Real Leaders

Learning to See in the Dark

A trip to Tibet in 2009 changed the life of Shiyin Cai forever. The YPO member and current CEO of her family’s portfolio of Chinese art museums and boutique hotels, Cai grew up in an entrepreneurial family, attended the best schools in China and the United States, and was climbing the corporate ladder at GE — and then her eyes were opened.

I was brought up in a very traditional way in China,” says Shiyin Cai. “I did what was expected. But, I was always wondering what my real value is, if I was making a difference in the world.” On that trip to Tibet, she visited a school for the blind and was struck by the fact that despite being blind and surviving on very little income, the children were full of joy.

“I was surrounded by children who were, by far, the happiest children I’d ever met, even though they had about 70 cents per day for their living expenses,” muses Cai. She says it was then she realized her values were not about how much money she could earn or how high she could climb in society and her career, but what she really valued was how much difference she could make in other people’s lives.

She abruptly ended her travels and went to work as a volunteer at a vocational school for the blind. “That was the start of my whole journey; that’s when I started devoting myself to blind children,” explains Cai. “The biggest challenge for blind people is not the physical disability; they can overcome that. What they cannot overcome is society’s stereotypes about what they can do.”

The problem haunted her, she says, until she found a solution after attending a special exhibit, Dialogue in the Dark, when visiting a friend in Atlanta, Georgia, USA. Dialogue in the Dark is an international organization offering sighted people the opportunity to experience blindness, introducing them to how they can use their other senses as they go about their usual routine.

As part of the exhibit, Cai spent 75 minutes in total darkness.
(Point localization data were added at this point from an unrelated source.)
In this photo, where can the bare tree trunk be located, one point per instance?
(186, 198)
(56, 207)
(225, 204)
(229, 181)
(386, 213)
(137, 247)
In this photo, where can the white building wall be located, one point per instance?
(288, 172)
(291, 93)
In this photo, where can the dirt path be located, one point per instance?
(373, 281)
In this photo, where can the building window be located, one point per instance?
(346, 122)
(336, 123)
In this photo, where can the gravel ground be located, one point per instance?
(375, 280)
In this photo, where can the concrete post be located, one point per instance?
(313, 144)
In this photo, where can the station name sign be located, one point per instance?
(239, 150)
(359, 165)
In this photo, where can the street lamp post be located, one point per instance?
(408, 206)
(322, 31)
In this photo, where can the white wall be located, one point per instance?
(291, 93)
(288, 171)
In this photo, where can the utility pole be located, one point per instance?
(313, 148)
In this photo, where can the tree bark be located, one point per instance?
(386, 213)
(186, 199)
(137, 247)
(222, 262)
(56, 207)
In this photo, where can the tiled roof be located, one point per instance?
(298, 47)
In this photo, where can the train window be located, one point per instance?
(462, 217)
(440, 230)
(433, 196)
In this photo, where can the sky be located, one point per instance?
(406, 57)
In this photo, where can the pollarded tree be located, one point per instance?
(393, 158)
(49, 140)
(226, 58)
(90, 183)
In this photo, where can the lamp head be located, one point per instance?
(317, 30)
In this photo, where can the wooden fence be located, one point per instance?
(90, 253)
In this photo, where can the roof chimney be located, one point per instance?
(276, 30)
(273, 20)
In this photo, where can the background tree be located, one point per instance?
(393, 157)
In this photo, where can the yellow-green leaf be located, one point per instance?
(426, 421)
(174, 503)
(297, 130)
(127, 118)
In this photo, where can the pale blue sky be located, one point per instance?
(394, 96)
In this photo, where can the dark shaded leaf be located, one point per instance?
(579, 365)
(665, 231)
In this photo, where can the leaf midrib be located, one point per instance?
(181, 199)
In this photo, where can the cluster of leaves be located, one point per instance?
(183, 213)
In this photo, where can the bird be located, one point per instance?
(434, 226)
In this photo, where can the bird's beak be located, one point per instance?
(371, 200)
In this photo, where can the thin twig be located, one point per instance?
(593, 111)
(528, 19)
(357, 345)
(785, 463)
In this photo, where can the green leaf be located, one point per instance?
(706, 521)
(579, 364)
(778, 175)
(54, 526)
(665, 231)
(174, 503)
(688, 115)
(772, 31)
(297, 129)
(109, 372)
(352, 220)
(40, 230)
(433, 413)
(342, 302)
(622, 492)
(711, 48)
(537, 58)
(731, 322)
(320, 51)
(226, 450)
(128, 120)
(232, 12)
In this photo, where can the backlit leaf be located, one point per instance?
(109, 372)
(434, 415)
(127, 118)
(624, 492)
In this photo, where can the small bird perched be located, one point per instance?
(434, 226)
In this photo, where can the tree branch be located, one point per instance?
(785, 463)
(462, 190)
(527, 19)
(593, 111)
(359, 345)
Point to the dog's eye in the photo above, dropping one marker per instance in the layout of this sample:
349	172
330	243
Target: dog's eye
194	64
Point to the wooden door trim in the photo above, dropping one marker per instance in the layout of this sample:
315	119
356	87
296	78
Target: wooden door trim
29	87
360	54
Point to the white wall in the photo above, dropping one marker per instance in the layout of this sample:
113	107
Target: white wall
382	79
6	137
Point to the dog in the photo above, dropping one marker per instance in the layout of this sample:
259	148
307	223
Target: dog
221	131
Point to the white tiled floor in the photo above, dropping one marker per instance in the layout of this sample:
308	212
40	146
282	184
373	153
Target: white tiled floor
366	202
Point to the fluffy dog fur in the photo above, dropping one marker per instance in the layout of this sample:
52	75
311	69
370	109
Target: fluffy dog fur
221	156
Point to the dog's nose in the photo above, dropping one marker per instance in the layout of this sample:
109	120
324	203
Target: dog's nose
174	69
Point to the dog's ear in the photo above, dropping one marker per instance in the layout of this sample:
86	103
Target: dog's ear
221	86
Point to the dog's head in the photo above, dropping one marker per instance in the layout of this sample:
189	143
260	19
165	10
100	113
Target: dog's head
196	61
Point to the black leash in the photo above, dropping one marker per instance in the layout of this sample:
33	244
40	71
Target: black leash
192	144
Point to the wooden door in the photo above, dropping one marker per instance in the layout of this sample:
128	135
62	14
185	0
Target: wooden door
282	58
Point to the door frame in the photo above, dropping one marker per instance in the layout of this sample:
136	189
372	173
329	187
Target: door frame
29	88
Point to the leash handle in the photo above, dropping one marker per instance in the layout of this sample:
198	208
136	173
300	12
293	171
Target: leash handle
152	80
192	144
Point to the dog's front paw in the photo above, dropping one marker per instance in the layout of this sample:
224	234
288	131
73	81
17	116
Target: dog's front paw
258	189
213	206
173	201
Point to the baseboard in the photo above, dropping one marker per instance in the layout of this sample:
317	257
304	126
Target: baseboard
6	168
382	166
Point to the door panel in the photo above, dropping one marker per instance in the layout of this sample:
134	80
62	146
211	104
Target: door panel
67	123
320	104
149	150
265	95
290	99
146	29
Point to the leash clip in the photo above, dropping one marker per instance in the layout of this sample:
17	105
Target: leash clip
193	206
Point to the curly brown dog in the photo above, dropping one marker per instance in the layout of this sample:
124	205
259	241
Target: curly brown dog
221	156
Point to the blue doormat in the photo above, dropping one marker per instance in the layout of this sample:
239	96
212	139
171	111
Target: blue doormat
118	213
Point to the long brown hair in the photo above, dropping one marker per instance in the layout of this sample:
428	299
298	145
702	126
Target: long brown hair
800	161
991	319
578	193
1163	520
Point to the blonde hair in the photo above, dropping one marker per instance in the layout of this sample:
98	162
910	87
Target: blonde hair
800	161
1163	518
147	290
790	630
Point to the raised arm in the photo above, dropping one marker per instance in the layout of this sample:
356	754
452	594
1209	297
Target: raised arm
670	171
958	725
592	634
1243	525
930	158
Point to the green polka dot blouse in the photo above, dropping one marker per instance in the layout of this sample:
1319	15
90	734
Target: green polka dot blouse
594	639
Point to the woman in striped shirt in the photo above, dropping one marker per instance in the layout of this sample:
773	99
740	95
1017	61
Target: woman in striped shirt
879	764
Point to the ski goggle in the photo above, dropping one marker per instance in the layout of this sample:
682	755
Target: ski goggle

The experience helped her see the solution is not to change blind people, but to change sighted people’s views of blind people’s abilities.

Cai was particularly drawn to Dialogue in the Dark’s business model as a social enterprise rather than an NGO. “I had been in the business world for almost 12 years and was always looking for a sustainable way of doing good. Dialogue in the Dark is self-sustainable. I figured I could use all my business knowledge and experience to maximize my impact.”

She went to work for Dialogue in the Dark’s corporate office in Hamburg, Germany, serving as its COO, before returning to her homeland, bringing the franchise to Shanghai in 2011, followed by Chengdu, Beijing, Shenzhen, and Nanjing. One of the services she offers through Dialogue in the Dark China is leadership training. Groups of leaders enter a pitch-dark room with blind guides, are organized into teams, and given tasks to complete.
“What makes this very different from the other training is we don’t tell you what you should do,” Cai says. “You look inward instead of outward. Most of us, when we make mistakes, we blame external factors, but the dark experience forces you to look at yourself. You realize maybe that person didn’t understand, not because he is not smart, but because you didn’t explain it in a way he can understand. It drives empathy, communication skills, listening skills.”

Dialogue in the Dark China has trained more than 500 companies. “My biggest accomplishment is to witness people change in half a day. It is difficult for leaders to be aware of their own problems and to be willing to change. So, this is exciting,” Cai reveals.

She adds that diversity makes a company stronger and a leader better. “When you are a leader, you want a team of people with different opinions from you. If everybody has the same opinion, then why do you need a team? Most of the time, we are blind, even when we can see. Our visually impaired employees show us things we don’t see. This is why we always say that we need to let blind people teach us how to see.”